Bekerja atau tidak itu pilihanmu. Terserah kamu mau memilih yang mana. Tapi mengasuh dan mendidik anak bukanlah hal yang bisa kamu pilih-pilih. Ini kewajiban yang melekat pada diri seorang ibu. Jalani sebaik mungkin. Kalau kamu masih ingin berkerja, kondisikan semuanya agar kewajibanmu tak terbengkalai. Kamu tidak mau kehilangan masa-masa berhargamu dengan si kecil, bukan?



Postingan ini diikutsertakan dalam One Day One Post bersama Estrilook Community.

Comments

  1. Memang dilemma...
    Semoga tetap bisa menemukan solusi terbaiknya..

    ReplyDelete
  2. Mbaaa, di atas-atas agak gimana gitu bacanya, kalau dibaca oleh ibu bekerja mereka pasti sedih.
    Kalau menurut saya, 90% ibu bekerja itu karena uang. Masalah pride, ego, dan segalanya itu bonus aja.

    Saya adalah seorang ibu yang resign 2 kali.
    Pertama resign shock gegara harus mengatur ulang keuangan, bahkan sampai pernah mengalami, bayar asuransi seiprit saja gak bisa.

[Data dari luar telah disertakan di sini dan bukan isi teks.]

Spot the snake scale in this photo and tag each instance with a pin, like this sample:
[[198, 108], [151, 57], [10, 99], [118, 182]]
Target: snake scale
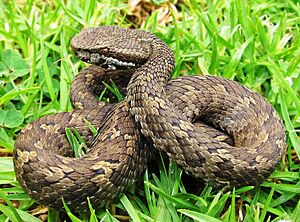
[[214, 128]]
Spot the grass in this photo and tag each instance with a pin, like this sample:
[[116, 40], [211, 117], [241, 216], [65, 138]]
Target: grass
[[254, 42]]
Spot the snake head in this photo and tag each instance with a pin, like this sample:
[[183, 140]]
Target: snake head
[[112, 46]]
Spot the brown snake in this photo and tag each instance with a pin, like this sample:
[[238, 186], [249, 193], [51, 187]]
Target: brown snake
[[214, 128]]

    tapi di sisi lain, Allah gantikan dengan kesehatan bagi kami sekeluarga, yang mana kalau saya kerja anak kayak langganan DSA mulu hiks.

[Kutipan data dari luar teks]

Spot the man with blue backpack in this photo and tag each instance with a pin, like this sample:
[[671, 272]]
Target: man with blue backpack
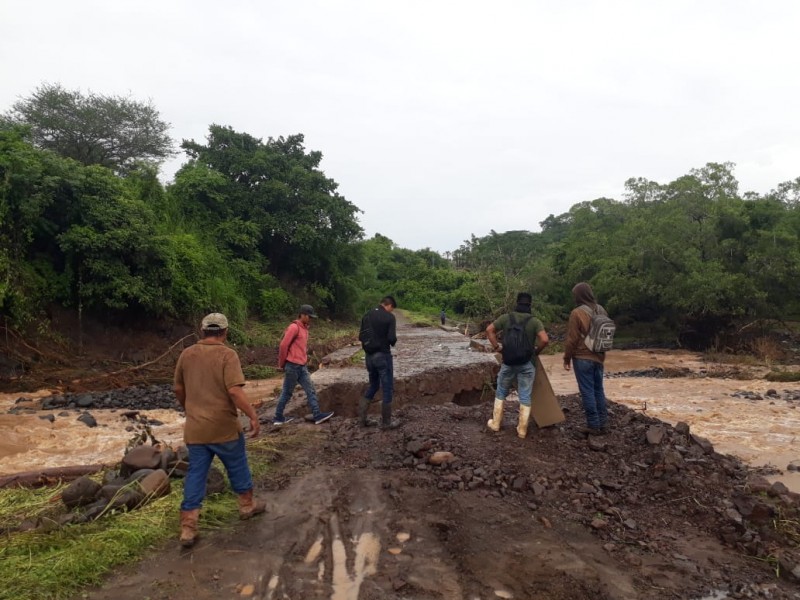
[[590, 334], [523, 337]]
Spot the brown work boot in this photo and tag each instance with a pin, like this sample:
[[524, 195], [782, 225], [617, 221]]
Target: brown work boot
[[250, 506], [189, 520]]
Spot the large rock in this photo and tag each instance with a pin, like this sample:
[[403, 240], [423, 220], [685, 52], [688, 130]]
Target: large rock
[[703, 443], [156, 484], [438, 458], [128, 498], [141, 457], [88, 420], [655, 433], [80, 492]]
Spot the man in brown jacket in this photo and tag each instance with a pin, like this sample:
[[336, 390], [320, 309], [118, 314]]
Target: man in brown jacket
[[588, 365], [208, 385]]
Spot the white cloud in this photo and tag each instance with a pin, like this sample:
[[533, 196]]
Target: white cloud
[[442, 119]]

    Sampai akhirnya saya balik bekerja karena banyak pertimbangan, meskipun saya ngantor sambil bersimbah air mata karena ingat anak di daycare.
    Semua saya lakukan karena memang lagi butuh uang banget.

    Makanya setelah keuangan membaik, saya resign lagi.

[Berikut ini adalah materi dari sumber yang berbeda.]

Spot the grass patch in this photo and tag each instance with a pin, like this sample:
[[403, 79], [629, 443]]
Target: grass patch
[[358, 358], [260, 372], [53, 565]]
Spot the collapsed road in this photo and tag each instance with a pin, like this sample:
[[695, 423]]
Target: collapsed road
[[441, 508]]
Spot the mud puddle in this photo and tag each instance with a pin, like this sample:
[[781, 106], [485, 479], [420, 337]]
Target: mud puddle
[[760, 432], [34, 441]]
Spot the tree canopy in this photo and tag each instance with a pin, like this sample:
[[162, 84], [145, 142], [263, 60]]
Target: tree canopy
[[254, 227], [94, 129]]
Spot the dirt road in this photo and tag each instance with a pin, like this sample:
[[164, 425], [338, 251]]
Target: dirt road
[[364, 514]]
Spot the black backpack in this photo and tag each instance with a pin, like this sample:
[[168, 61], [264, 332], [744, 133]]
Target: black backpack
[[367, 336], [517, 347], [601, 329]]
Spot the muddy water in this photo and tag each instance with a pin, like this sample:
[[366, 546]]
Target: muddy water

    Di akhir postingan saya setuju banget.
    Kadang orang hanya fokus terhadap apa yang mereka belum punya.

    belum punya anak heboh ke sana kemari ikhtiar punya anak, lupa kalau anak itu manusia, bukan boneka yang bisa disimpan di lemari hahaha.

    Makasih sharingnya ya :)

    ReplyDelete
    Replies
    1. saya yakin bahwa nggak ada ibu yang sebenarnya tega ninggal anaknya. tapi karena berbagai alasan, jadi ditega2in gitu. saya sebetulnya kasihan dengan yang semacam itu.